Hi Jen, thanks for sharing your story with us. To start, maybe you can tell our readers some of your backstory.
I was a sales rep for a chemical company back in the mid to late 90’s and when my husband and I were expecting our first child, I was offered a sales management position that would require 50-70 hours a week of work. That was going to be too much for raising our child, so I came up with the idea that could work for our family. I started an “inexpensive videography business” where a bride and groom could hire me for $50/hour. I would get out on a weekend night and basically cover an event (weddings mostly) for the client that would pay a minimal fee comparatively and allow all guests to not be burdened with videoing to help their friend save some $. I came in with a tripod and a light and a back up camera.
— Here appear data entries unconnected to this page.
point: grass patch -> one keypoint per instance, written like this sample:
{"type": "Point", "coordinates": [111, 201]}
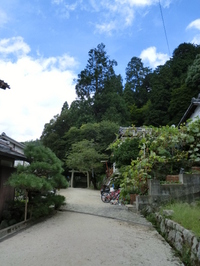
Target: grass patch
{"type": "Point", "coordinates": [187, 215]}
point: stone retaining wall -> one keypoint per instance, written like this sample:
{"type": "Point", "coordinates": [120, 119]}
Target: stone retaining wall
{"type": "Point", "coordinates": [183, 240]}
{"type": "Point", "coordinates": [13, 229]}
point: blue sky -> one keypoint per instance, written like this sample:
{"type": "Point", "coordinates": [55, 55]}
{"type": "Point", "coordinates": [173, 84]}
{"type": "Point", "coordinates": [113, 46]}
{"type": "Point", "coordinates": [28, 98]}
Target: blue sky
{"type": "Point", "coordinates": [44, 45]}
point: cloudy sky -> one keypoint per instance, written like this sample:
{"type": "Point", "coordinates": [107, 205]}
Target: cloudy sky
{"type": "Point", "coordinates": [44, 45]}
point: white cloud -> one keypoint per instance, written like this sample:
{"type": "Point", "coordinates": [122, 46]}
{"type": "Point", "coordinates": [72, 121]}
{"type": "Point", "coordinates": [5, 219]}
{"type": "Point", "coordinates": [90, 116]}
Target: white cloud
{"type": "Point", "coordinates": [194, 24]}
{"type": "Point", "coordinates": [15, 45]}
{"type": "Point", "coordinates": [111, 15]}
{"type": "Point", "coordinates": [3, 18]}
{"type": "Point", "coordinates": [152, 58]}
{"type": "Point", "coordinates": [39, 87]}
{"type": "Point", "coordinates": [196, 39]}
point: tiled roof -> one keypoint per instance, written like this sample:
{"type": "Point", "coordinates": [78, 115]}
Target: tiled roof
{"type": "Point", "coordinates": [7, 151]}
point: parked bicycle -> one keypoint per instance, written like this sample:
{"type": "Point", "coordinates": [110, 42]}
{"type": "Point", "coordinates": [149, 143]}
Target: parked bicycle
{"type": "Point", "coordinates": [107, 197]}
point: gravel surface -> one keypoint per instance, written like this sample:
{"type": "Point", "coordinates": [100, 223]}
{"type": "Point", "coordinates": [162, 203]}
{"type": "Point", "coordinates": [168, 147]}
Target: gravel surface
{"type": "Point", "coordinates": [78, 235]}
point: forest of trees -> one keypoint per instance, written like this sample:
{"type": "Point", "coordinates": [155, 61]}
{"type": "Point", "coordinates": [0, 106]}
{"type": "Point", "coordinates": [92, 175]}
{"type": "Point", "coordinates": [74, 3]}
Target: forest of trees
{"type": "Point", "coordinates": [156, 97]}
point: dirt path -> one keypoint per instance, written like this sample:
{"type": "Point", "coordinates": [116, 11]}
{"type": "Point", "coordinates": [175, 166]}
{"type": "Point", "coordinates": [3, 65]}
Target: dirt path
{"type": "Point", "coordinates": [73, 237]}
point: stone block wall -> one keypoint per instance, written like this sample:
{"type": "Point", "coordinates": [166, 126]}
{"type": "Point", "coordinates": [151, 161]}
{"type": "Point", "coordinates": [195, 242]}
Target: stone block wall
{"type": "Point", "coordinates": [188, 189]}
{"type": "Point", "coordinates": [183, 240]}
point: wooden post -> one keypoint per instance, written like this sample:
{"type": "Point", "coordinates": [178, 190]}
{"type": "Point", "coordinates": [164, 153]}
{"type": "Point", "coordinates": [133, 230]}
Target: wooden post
{"type": "Point", "coordinates": [26, 205]}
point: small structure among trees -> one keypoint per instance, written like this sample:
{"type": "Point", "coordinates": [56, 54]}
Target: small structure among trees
{"type": "Point", "coordinates": [10, 152]}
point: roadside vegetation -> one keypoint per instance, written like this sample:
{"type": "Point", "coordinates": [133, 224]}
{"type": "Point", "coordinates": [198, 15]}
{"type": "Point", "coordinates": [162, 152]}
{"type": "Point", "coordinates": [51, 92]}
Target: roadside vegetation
{"type": "Point", "coordinates": [35, 186]}
{"type": "Point", "coordinates": [185, 214]}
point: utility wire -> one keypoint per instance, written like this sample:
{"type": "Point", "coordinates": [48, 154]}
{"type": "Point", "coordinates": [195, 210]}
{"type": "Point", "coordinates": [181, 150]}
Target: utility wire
{"type": "Point", "coordinates": [164, 27]}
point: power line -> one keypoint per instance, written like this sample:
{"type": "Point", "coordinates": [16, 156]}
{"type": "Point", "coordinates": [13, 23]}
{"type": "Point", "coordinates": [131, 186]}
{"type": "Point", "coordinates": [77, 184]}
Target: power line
{"type": "Point", "coordinates": [164, 27]}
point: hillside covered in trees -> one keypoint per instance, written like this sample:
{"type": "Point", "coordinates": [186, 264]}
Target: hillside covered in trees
{"type": "Point", "coordinates": [156, 97]}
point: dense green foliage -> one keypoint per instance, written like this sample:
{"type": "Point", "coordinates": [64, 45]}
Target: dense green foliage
{"type": "Point", "coordinates": [163, 151]}
{"type": "Point", "coordinates": [149, 97]}
{"type": "Point", "coordinates": [39, 179]}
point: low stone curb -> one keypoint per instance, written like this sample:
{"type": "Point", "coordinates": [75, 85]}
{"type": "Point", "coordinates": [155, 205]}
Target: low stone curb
{"type": "Point", "coordinates": [182, 239]}
{"type": "Point", "coordinates": [8, 231]}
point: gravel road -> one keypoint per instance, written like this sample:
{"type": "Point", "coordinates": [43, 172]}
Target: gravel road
{"type": "Point", "coordinates": [88, 232]}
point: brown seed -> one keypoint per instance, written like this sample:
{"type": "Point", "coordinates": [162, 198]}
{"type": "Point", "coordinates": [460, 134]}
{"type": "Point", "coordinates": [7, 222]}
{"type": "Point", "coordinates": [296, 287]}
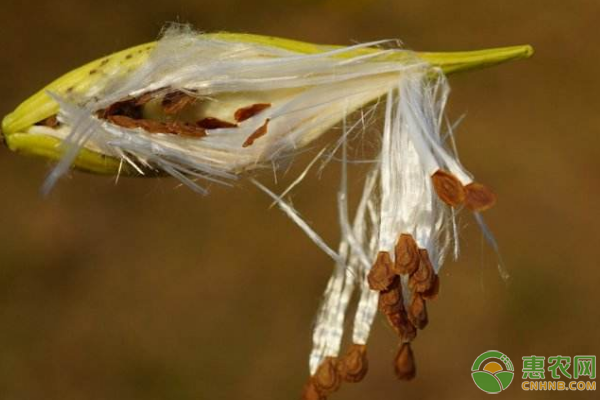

It gave my family a little bit of extra spending money, yet I could stay home during the workweek and raise my son. The business took off! I did 13 weddings from September through December in 1999 and then 40 the next year.

After a year, a B&B that also did weddings asked if I could do photography and I said, “Sure!” I was already aware of how to work my way around a manual camera since the late 80’s courtesy of a graduation gift from my father. That first client knew I hadn’t officially photographed a wedding for $, but they were on a budget and they were willing as was I. I also stood next to many a photographer in the past year, so I recalled what they had been doing naturally and tweaked it to what I felt would be better, in my opinion, for my client. Charging a fair price and giving them better customer service, honing it to be better and using what I learned from my sales background. Clients needed to share with their photographer the ins and outs of their family dynamics, and photographers at that time were mostly saying “congrats” to the clients after they had just married and then took pictures they came up with on the spot.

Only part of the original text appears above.